Provide common context by adding an AGENTS.md file. This is just a standard Markdown file the agent reads to understand how to work in your repository. AGENTS.md can be nested, and the agent will by default respect whatever the most nested root that it's looking for. Some customers also prompt the agent to look for .currsorrules or CLAUDE.md explicitly. We recommend sharing any bits of organization-wide configuration in this file.

Common things you might want to include:

  • An overview showing which particular files and folders to work in
  • Contribution and style guidelines
  • Parts of the codebase being migrated
  • How to validate changes (running lint, tests, etc.)
  • How the agent should do and present its work (where to explore relevant context, when to write docs, how to format PR messages, etc.)

Here's an example as one way to structure your AGENTS.md file:

AGENTS.md

markdown
# Contributor Guide

## Dev Environment Tips
- Use pnpm dlx turbo run where <project_name> to jump to a package instead of scanning with ls.
- Run pnpm install --filter <project_name> to add the package to your workspace so Vite, ESLint, and TypeScript can see it.
- Use pnpm create vite@latest <project_name> -- --template react-ts to spin up a new React + Vite package with TypeScript checks ready.
- Check the name field inside each package's package.json to confirm the right name—skip the top-level one.

## Testing Instructions
- Find the CI plan in the .github/workflows folder.
- Run pnpm turbo run test --filter <project_name> to run every check defined for that package.
- From the package root you can just call pnpm test. The commit should pass all tests before you merge.
- To focus on one step, add the Vitest pattern: pnpm vitest run -t "<test name>".
- Fix any test or type errors until the whole suite is green.
- After moving files or changing imports, run pnpm lint --filter <project_name> to be sure ESLint and TypeScript rules still pass.
- Add or update tests for the code you change, even if nobody asked.

## PR instructions
Title format: [<project_name>] <Title>

Prompting Codex

Just like ChatGPT, Codex is only as effective as the instructions you give it. Here are some tips we find helpful when prompting Codex:

Provide clear code pointers

Codex is good at locating relevant code, but it's more efficient when the prompt narrows its search to a few files or packages. Whenever possible, use greppable identifiers, full stack traces, or rich code snippets.

Include verification steps

Codex produces higher-quality outputs when it can verify its work. Provide steps to reproduce an issue, validate a feature, and run any linter or pre-commit checks. If additional packages or custom setups are needed, see Environment configuration.

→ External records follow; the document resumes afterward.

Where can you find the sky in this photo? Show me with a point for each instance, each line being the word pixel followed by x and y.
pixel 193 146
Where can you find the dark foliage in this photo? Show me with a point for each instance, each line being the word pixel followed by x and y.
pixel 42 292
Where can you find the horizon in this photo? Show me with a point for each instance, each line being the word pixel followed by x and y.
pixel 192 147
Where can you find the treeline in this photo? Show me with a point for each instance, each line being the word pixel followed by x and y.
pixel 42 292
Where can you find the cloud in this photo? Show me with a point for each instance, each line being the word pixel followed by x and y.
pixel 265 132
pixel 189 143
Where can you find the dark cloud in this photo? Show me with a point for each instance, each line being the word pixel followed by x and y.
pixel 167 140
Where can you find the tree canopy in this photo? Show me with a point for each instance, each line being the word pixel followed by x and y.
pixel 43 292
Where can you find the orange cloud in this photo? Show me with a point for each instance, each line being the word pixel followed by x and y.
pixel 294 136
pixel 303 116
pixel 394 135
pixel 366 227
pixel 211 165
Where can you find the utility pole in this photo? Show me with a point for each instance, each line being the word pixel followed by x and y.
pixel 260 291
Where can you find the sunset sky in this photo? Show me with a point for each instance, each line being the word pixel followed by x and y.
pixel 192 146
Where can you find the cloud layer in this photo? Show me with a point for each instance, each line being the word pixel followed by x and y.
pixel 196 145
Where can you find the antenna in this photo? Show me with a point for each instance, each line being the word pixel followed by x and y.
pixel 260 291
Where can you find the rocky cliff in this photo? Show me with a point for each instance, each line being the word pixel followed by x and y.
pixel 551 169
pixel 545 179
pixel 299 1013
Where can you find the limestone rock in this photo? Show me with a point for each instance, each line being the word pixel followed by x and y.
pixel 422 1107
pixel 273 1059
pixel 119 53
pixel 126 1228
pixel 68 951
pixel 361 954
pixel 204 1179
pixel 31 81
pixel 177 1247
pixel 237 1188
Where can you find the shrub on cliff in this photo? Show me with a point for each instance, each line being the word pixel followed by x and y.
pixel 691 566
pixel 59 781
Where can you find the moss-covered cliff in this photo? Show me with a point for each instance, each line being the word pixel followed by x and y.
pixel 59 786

Customize how Codex does its work

You can tell Codex how to approach tasks or use its tools. For example, ask it to use specific commits for reference, log failing commands, avoid certain executables, follow a template for PR messages, treat specific files as AGENTS.md, or draw ASCII art before finishing the work.

Split large tasks

Like a human engineer, Codex handles really complex work better when it's broken into smaller, focused steps. Smaller tasks are easier for Codex to test and for you to review. You can even ask Codex to help break tasks down.

Leverage Codex for debugging

When you hit bugs or unexpected behaviors, try pasting detailed logs or error traces into Codex as the first debugging step. Codex can analyze issues in parallel and could help you identify root causes more quickly.

Try open-ended prompts

Beyond targeted tasks, Codex often pleasantly surprises us with open-ended tasks. Try asking it to clean up code, find bugs, brainstorm ideas, break down tasks, write a detailed doc, etc.